Mérida, Yucatán — Election-related volatility could bring a return of the 20-dollar peso, predicted the local president of the National Chamber of the Industry of Transformation, Juan Manuel Ponce Diaz.

The dollar reached a price of 19.25 pesos in what was the worst fall of the Mexican peso since Donald Trump won the U.S. presidential election in November 2016.

Mexico’s peso is suddenly the worst performing major currency as investors begin to accept that the next president is likely to be Andres Manuel Lopez Obrador, the populist firebrand they feared, Bloomberg and other financial media report.

Sunday’s debate lacked substance and was met with ridicule and farcical memes from the public, complained Ponce Díaz.

“Unfortunately people are distracted by the elections and do not focus on seeing the major problems of the country resolved,” said Ponce Díaz in Diario de Yucatán. “Fortunately, in Yucatán we would not have such a large impact compared to other states in the north because our economic dependence is not much like theirs, but we must prepare to open a market in other countries because there will be some damage to them as Trump has to show to his electorate that he achieved some advantages. ”
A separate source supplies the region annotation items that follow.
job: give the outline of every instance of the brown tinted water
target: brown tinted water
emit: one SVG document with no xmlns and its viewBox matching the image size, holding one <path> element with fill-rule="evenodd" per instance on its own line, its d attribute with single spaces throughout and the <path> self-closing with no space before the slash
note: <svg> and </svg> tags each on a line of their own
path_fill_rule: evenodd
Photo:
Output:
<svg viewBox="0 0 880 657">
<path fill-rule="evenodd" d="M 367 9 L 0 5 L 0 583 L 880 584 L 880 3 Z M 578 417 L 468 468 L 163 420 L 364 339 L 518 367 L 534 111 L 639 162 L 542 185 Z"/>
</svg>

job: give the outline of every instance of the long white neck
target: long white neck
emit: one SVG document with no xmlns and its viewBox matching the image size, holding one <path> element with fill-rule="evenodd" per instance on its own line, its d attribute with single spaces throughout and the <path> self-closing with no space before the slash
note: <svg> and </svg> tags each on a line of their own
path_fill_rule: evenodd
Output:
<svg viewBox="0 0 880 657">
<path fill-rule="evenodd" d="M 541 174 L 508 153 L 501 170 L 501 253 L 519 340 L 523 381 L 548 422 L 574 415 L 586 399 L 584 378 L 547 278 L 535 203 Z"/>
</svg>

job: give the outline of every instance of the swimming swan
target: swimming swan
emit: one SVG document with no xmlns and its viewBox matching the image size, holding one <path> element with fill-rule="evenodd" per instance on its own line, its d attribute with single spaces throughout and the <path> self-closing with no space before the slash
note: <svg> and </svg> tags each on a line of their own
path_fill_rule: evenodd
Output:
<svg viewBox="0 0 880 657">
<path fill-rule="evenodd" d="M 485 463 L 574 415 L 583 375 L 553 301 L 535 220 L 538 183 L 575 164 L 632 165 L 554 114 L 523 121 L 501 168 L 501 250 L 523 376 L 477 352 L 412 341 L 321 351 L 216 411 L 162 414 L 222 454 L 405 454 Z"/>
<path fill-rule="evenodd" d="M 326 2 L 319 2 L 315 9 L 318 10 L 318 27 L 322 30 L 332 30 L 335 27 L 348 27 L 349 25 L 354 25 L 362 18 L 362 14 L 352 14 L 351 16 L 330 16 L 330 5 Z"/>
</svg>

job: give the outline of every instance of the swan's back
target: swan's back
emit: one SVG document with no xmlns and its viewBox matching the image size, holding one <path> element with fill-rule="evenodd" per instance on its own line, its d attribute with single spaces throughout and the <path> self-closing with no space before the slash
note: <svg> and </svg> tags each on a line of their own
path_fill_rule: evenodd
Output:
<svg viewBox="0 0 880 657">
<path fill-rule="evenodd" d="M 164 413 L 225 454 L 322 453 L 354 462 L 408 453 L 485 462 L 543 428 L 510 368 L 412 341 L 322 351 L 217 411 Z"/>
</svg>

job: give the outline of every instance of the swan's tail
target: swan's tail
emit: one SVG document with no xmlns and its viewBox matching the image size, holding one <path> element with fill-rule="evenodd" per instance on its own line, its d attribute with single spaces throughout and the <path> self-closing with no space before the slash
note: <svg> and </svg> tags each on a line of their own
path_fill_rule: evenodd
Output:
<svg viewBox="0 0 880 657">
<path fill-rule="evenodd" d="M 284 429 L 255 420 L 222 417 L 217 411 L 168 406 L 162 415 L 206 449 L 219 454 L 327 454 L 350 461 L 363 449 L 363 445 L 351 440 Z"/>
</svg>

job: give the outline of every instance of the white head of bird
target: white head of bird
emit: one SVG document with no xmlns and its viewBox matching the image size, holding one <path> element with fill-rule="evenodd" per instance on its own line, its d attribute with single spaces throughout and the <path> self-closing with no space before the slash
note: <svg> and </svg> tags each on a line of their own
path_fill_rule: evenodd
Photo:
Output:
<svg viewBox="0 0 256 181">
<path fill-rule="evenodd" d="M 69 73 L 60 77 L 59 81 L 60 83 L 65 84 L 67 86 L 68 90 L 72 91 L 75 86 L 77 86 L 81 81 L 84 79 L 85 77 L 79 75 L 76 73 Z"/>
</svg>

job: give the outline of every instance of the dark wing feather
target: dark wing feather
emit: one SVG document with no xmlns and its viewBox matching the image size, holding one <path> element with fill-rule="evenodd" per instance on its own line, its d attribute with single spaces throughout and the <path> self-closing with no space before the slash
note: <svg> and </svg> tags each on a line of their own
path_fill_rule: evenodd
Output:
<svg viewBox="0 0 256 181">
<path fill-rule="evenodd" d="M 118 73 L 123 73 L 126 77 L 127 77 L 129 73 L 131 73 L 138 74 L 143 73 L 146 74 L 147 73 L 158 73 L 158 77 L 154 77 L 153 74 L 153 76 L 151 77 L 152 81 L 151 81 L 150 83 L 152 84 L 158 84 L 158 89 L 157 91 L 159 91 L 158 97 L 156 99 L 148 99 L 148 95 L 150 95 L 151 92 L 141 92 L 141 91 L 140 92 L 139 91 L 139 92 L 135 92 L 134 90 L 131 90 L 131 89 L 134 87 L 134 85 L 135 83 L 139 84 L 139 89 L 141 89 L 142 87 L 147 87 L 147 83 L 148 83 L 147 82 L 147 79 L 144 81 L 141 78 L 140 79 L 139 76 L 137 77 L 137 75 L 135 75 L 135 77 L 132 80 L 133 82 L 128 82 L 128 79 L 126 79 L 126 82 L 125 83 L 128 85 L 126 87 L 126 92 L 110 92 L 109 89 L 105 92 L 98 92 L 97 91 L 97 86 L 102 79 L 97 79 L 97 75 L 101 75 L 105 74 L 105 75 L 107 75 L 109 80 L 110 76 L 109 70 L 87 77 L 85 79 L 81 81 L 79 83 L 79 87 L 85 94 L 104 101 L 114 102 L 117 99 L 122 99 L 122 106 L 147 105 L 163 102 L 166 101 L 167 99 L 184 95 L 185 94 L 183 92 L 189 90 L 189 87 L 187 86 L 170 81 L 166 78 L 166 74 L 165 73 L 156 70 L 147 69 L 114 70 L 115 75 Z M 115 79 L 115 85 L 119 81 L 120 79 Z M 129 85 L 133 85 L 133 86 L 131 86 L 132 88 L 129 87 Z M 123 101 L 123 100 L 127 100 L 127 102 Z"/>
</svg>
Ponce Diaz predicted more volatility in the exchange rate until after the July 1 election.

“It can exceed 20 pesos a dollar, if it can and is dangerous for the economy,” he acknowledged. “If the population continues to feel insecure in economic and monetary policy because of what the candidate AMLO (Lopez Obrador) has proposed, the dollar may exceed 20 pesos this year.”

This comes after the peso posted the biggest global gains in the first quarter amid optimism the country would reach a favorable outcome in trade talks with the U.S. and Canada.

In the past two weeks, the peso has weakened from as high as 17.93 per USD to 19, where it landed this morning (Wednesday).

“Our calculations suggest that further weakness in the peso is very much likely,” readers of EconoTimes were advised.

In 2017, the peso at one point reached 22 per USD, which is what traders were told to target today.